Bunlardan sonuncusu 2 Nisan 2013 tarihli Resmi Gazete’de yayımlanan “Kıyı Yönetmeliğinde Değişiklik” yönetmeliği… Düzenlemenin özellikle 4. maddedeki “tanımlar” bölümünde yapılan değişiklikler özetle şöyle:
Kıyı şeridi imara açılıyor: Kıyı hukukumuzda, toplumun bu alanlardan özgürce yararlanabilmesi için “sahil şeridi” tanımı özel önem taşıyor. Bu şeridin sınırları daha önce “doğal eşiklerle” belirlenirken, yeni yönetmelikte “uygulama imar planı” ile saptanacağı hükme bağlanıyor. Böylece en hassas alanda “yapılaşma”ya da olanak sağlanıyor.
‘Tersaneler’de yapılaşma: Önceki yönetmelikte, kapasitelerine göre tekne boyutlarına getirilen sınırlamalar kaldırılarak, “her cins ve boyutlarda gemi ve su araçlarının inşası”na izin veriliyor. Buna bağlı olarak da “teknik ve hizmet binaları”nın kıyıda yer alabileceği vurgulanıyor.
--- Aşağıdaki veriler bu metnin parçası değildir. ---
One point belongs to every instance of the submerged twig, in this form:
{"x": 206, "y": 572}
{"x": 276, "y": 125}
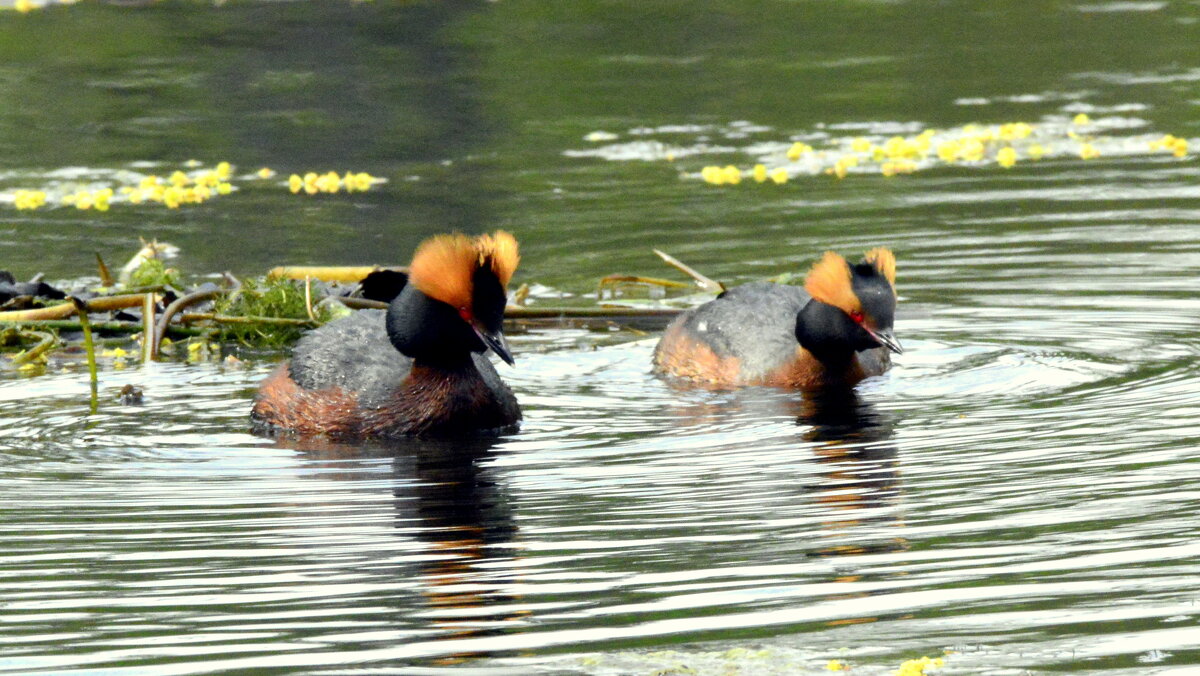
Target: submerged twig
{"x": 89, "y": 346}
{"x": 61, "y": 311}
{"x": 45, "y": 342}
{"x": 189, "y": 317}
{"x": 106, "y": 277}
{"x": 702, "y": 281}
{"x": 360, "y": 303}
{"x": 307, "y": 298}
{"x": 346, "y": 274}
{"x": 149, "y": 333}
{"x": 180, "y": 303}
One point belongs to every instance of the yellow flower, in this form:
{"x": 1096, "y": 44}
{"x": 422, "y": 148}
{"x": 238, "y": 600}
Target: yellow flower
{"x": 898, "y": 167}
{"x": 898, "y": 148}
{"x": 208, "y": 179}
{"x": 29, "y": 198}
{"x": 713, "y": 174}
{"x": 972, "y": 150}
{"x": 797, "y": 150}
{"x": 363, "y": 181}
{"x": 173, "y": 197}
{"x": 310, "y": 183}
{"x": 329, "y": 183}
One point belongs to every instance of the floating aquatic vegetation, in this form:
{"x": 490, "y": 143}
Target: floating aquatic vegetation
{"x": 313, "y": 183}
{"x": 190, "y": 185}
{"x": 1079, "y": 137}
{"x": 269, "y": 299}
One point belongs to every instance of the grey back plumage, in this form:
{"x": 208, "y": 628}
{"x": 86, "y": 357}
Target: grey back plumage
{"x": 353, "y": 353}
{"x": 754, "y": 323}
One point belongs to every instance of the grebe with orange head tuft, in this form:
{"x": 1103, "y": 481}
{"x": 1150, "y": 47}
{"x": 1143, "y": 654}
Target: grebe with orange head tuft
{"x": 835, "y": 330}
{"x": 419, "y": 368}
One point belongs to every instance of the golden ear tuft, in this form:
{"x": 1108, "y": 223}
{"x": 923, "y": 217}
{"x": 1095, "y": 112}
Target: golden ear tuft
{"x": 828, "y": 281}
{"x": 499, "y": 250}
{"x": 443, "y": 267}
{"x": 885, "y": 262}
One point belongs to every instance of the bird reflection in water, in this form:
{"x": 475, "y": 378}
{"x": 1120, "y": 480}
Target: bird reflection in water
{"x": 447, "y": 497}
{"x": 861, "y": 486}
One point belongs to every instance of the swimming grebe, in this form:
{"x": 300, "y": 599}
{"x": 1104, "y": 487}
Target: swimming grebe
{"x": 348, "y": 380}
{"x": 837, "y": 329}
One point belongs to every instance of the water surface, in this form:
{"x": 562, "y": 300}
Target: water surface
{"x": 1021, "y": 490}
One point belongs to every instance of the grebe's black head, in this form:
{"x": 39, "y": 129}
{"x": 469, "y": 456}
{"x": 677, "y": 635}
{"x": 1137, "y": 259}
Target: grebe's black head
{"x": 857, "y": 304}
{"x": 454, "y": 303}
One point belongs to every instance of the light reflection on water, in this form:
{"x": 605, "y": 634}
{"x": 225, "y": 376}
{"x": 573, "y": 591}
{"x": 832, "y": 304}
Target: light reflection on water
{"x": 1020, "y": 489}
{"x": 625, "y": 510}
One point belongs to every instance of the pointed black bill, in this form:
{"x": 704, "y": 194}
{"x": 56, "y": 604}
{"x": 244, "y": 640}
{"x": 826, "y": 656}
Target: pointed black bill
{"x": 887, "y": 340}
{"x": 496, "y": 342}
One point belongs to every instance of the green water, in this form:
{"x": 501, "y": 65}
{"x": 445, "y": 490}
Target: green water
{"x": 1020, "y": 490}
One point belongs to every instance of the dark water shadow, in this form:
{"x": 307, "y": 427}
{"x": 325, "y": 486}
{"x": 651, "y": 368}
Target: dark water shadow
{"x": 861, "y": 483}
{"x": 447, "y": 496}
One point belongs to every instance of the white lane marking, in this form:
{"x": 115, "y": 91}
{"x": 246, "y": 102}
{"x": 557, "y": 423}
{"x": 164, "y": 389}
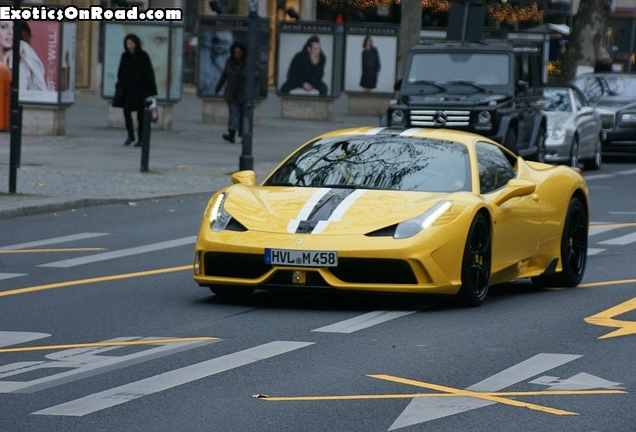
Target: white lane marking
{"x": 622, "y": 240}
{"x": 167, "y": 380}
{"x": 54, "y": 240}
{"x": 363, "y": 321}
{"x": 421, "y": 410}
{"x": 10, "y": 275}
{"x": 594, "y": 230}
{"x": 306, "y": 210}
{"x": 339, "y": 211}
{"x": 122, "y": 253}
{"x": 594, "y": 251}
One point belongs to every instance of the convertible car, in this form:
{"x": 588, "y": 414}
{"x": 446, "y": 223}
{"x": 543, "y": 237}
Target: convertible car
{"x": 403, "y": 211}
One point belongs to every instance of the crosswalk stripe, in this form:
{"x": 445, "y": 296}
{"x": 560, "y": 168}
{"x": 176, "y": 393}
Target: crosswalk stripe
{"x": 167, "y": 380}
{"x": 10, "y": 275}
{"x": 121, "y": 253}
{"x": 362, "y": 321}
{"x": 621, "y": 241}
{"x": 54, "y": 240}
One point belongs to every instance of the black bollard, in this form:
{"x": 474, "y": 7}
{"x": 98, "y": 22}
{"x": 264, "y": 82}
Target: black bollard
{"x": 145, "y": 142}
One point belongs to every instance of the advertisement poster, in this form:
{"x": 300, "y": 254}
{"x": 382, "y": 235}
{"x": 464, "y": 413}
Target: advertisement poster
{"x": 305, "y": 59}
{"x": 216, "y": 36}
{"x": 370, "y": 61}
{"x": 164, "y": 46}
{"x": 68, "y": 58}
{"x": 39, "y": 58}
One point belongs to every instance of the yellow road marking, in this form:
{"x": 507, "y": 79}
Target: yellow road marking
{"x": 478, "y": 395}
{"x": 424, "y": 395}
{"x": 606, "y": 318}
{"x": 13, "y": 251}
{"x": 94, "y": 280}
{"x": 106, "y": 344}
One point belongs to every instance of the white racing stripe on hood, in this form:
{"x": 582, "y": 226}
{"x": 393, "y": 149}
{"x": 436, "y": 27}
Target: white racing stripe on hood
{"x": 410, "y": 132}
{"x": 339, "y": 211}
{"x": 374, "y": 131}
{"x": 306, "y": 210}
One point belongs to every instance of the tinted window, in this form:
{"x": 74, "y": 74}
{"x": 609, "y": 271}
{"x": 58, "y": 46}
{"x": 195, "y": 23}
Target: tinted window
{"x": 481, "y": 68}
{"x": 494, "y": 168}
{"x": 557, "y": 100}
{"x": 378, "y": 162}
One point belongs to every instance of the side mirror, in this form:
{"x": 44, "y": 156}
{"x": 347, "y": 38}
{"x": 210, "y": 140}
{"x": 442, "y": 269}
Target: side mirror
{"x": 246, "y": 177}
{"x": 515, "y": 188}
{"x": 522, "y": 86}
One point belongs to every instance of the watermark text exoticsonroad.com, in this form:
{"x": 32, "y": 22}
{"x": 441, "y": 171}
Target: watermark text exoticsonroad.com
{"x": 92, "y": 13}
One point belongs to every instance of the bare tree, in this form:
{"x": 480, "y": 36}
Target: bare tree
{"x": 585, "y": 37}
{"x": 410, "y": 27}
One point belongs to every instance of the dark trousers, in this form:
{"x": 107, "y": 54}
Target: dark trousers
{"x": 129, "y": 123}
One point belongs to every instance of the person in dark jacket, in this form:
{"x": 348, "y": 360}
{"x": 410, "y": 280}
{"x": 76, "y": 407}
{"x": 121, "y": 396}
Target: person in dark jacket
{"x": 307, "y": 69}
{"x": 135, "y": 82}
{"x": 233, "y": 78}
{"x": 370, "y": 65}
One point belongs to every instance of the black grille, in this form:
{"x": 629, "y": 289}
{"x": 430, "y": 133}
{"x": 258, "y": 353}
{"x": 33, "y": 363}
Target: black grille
{"x": 235, "y": 265}
{"x": 372, "y": 270}
{"x": 607, "y": 121}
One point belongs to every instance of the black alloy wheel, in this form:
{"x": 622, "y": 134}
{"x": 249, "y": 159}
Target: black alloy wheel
{"x": 476, "y": 263}
{"x": 573, "y": 249}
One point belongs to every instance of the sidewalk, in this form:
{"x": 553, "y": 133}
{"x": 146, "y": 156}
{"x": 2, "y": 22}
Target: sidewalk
{"x": 90, "y": 165}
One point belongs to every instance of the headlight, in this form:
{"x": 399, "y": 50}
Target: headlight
{"x": 628, "y": 118}
{"x": 398, "y": 118}
{"x": 484, "y": 117}
{"x": 411, "y": 227}
{"x": 219, "y": 218}
{"x": 556, "y": 132}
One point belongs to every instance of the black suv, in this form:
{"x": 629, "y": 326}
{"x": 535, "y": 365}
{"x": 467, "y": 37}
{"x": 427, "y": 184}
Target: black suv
{"x": 490, "y": 89}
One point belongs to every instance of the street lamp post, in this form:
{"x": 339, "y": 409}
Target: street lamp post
{"x": 246, "y": 161}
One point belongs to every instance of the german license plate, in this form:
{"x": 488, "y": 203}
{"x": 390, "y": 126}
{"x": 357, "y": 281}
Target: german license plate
{"x": 302, "y": 258}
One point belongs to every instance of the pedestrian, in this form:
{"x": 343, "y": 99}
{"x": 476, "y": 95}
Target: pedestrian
{"x": 370, "y": 65}
{"x": 234, "y": 77}
{"x": 135, "y": 82}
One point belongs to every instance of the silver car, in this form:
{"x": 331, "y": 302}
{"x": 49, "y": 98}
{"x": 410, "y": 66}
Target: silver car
{"x": 614, "y": 96}
{"x": 574, "y": 128}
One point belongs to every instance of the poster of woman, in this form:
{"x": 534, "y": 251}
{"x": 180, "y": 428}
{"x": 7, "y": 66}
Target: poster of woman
{"x": 370, "y": 61}
{"x": 39, "y": 58}
{"x": 305, "y": 63}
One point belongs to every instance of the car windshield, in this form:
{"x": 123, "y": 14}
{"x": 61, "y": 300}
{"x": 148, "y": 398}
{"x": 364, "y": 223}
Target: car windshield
{"x": 596, "y": 86}
{"x": 479, "y": 68}
{"x": 377, "y": 162}
{"x": 557, "y": 100}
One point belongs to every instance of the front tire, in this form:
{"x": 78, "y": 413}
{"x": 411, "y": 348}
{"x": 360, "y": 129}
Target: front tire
{"x": 573, "y": 248}
{"x": 476, "y": 263}
{"x": 595, "y": 163}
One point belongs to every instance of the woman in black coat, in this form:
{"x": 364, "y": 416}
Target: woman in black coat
{"x": 135, "y": 82}
{"x": 370, "y": 65}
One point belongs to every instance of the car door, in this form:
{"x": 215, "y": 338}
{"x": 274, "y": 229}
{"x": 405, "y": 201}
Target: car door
{"x": 515, "y": 222}
{"x": 587, "y": 125}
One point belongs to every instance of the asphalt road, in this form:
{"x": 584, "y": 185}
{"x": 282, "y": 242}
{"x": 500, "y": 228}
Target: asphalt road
{"x": 103, "y": 329}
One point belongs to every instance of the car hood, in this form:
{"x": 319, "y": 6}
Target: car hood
{"x": 614, "y": 103}
{"x": 324, "y": 210}
{"x": 555, "y": 118}
{"x": 454, "y": 99}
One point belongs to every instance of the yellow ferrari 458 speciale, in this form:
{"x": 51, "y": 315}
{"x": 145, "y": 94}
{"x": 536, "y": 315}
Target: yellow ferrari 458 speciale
{"x": 404, "y": 211}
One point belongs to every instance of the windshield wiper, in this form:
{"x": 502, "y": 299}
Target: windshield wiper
{"x": 468, "y": 83}
{"x": 428, "y": 82}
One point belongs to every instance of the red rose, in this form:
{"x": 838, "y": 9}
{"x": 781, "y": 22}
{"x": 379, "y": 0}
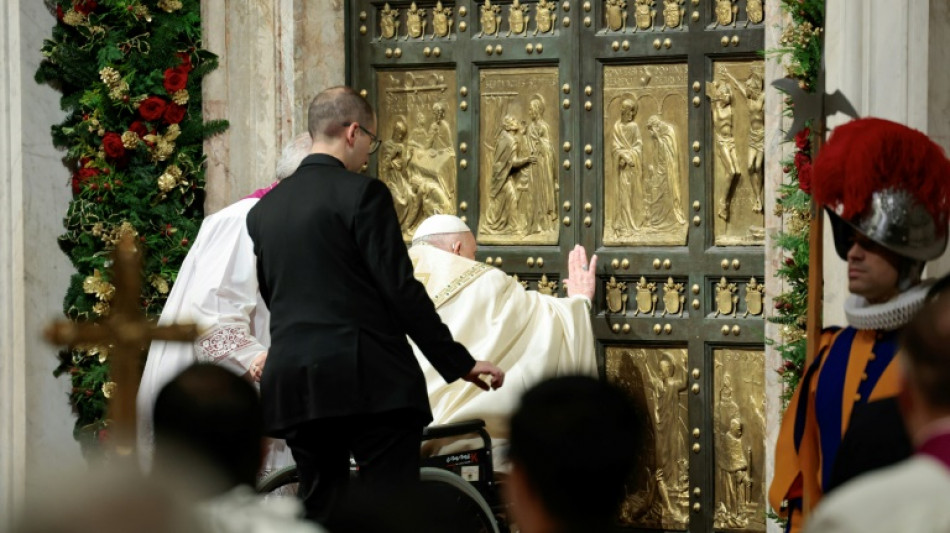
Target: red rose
{"x": 175, "y": 79}
{"x": 185, "y": 61}
{"x": 174, "y": 113}
{"x": 802, "y": 139}
{"x": 86, "y": 173}
{"x": 804, "y": 177}
{"x": 112, "y": 144}
{"x": 152, "y": 108}
{"x": 138, "y": 128}
{"x": 85, "y": 6}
Yat limanında otel: Aynı yaklaşımla “yat limanları”nda daha önce belirlenmiş zorunlu hizmet yapısı olanaklarına ek olarak “konaklama” tesisleri de yapılabilecek. Böylece “denize sıfır” denebilecek konumda ayrıcalıklı otellere ve yine yat limanıyla iç içe “turizm” tesislerine açıkça olanak sağlanıyor.
Balıkçı barınağında dükkân: Benzer durum “balıkçı barınağı” için de geçerli. Bu alanlardaki balıkçı teknelerine hizmet verecek kadar bağlama, su, elektik ve ağ kurutma sahası ile çekek yerlerine ek olarak, 2 katlı yönetim ve satış binalarının da yapılabilmesi mümkün olacak.
‘Asfalt ve beton’ çekek yerleri: Yönetmelikteki “çekek yeri” tanımında da balıkçı tekneleri, küçük tonajlı tekneler veya yatların bakım ve onarımlarının yapılması için karaya alınmalarına imkân sağlayacak donanımlarla yetinilirken, yeni yönetmelikte bunların toprak zeminde değil, “katı sıcak asfalt veya betonlanmış” meyilli alanla da düzenlenebileceği belirtiliyor.
Kıyı kenar onayı: Denizin ve karanın hukuken ortak sınırını gösteren “kıyı kenar çizgisi” için de önceki yönetmelikte onay kurumları olan belediye ve valiliklerin yerini artık Çevre ve Şehircilik Bakanığı aldı. Yeni yönetmelik, bakanlıkça onaylanan kıyı kenar çizgilerine yapılacak itirazların da bakanlıkça sonuçlandırılacağını düzenliyor…
Kıyı yönetmeliğindeki bütün bu yeni hükümler, “kıyıların kamu yararına ve topluma açık kullanımı” için zaten yetersiz olan hükümleri “kıyıyı koruma”ya yönelik değil, yapılaşma olanaklarının daha da artırılması doğrultusunda değiştiriyor.
Bu konudaki en önemli kurallar olan “denize yaklaşma mesafeleri”ne kesinlikle uyulmasını sağlayacak hiçbir yeni düzenlemeye yer verilmemiş olması ise yönetmelik değişikliğinin öncelikle “rant amaçlı” olduğuna dair yeterli fikri veriyor.